Most likely hackers uses scripts to scan a range of IP for a daemon
responding on standard port 22... and don't bother too much for
scanning other ports...
The reason why I chose 7789? Because it's a number that's faster to
type (with or without numeric keypad) ;-)
On Fri, 22 Oct 2004 14:36:17 -0700, Rafael Skodlar <raffi at linwin.com> wrote:
> On Fri, Oct 22, 2004 at 02:18:47PM -0700, Anthony Ettinger wrote:
> > What difference does the port make? I don't see how
> Exactly. NMAP can tell you that some other port has ssh listening on it
> if somebody decides to scan you on all kinds of ports.
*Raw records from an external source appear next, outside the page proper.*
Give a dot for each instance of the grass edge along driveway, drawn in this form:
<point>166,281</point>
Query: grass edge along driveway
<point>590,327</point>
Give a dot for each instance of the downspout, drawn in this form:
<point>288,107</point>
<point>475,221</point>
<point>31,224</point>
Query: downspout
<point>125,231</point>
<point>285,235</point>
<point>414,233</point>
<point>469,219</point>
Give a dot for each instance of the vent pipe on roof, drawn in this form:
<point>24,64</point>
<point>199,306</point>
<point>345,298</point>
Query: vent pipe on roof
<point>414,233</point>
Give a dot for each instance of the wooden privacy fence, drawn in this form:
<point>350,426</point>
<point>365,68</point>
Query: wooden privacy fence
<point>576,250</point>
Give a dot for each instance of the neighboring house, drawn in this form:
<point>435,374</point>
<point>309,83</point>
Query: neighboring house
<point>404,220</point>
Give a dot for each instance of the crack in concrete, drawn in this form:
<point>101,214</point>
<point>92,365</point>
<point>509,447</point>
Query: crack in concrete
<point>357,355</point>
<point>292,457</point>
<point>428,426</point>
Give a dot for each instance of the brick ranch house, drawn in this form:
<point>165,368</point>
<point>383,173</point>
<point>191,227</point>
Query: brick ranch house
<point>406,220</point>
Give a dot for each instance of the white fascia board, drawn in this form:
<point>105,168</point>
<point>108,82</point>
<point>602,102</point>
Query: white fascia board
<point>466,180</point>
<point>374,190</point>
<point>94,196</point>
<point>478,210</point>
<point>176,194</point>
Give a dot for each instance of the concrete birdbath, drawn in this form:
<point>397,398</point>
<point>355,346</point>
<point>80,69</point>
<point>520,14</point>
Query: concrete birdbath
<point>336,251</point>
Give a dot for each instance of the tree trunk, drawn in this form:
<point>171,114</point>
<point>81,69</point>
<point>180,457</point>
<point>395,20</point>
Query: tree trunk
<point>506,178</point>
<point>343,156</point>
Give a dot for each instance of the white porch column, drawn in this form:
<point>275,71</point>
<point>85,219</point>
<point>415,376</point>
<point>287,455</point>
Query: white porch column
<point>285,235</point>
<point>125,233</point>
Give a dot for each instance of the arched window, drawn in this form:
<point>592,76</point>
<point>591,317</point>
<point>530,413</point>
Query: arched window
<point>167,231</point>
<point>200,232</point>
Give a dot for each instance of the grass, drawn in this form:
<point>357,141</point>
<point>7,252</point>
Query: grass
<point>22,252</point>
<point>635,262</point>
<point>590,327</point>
> > this has any baring on whehter or not your machine is
> > secure.
> If your level of paranoia is so high, then firewall ports so that
> connections are limited to certain sources. If that's not acceptable, I
> have my doubts in it's practicality, then use port knocking technique to
> open default ssh port only when needed.
> > --- Norman Shapiro <norm at dad.dad.org> wrote:
> > > "Edward M. Goldberg" <emg at EdwardMGoldberg.com>
> > > writes
> > >
> > > >Pick [the port that sshd will listen to] with care!
> > >
> > > Can you tell me what to be careful about? How do I
> > > pick the port? Is there
> > > some appropriate range?
> > >
> > > Thanks for being patient with my stupidity.
> > >
> > > Norman Shapiro
> > > 798 Barron Avenue
> > > Palo Alto CA 94306-3109
> > > (650) 565-8215
> > > norm at dad.org
> "There really can be no debate about it now: natural human ability to
> percieve number does not exceed four!"
> --- George Ifrah, The Universal History of Numbers.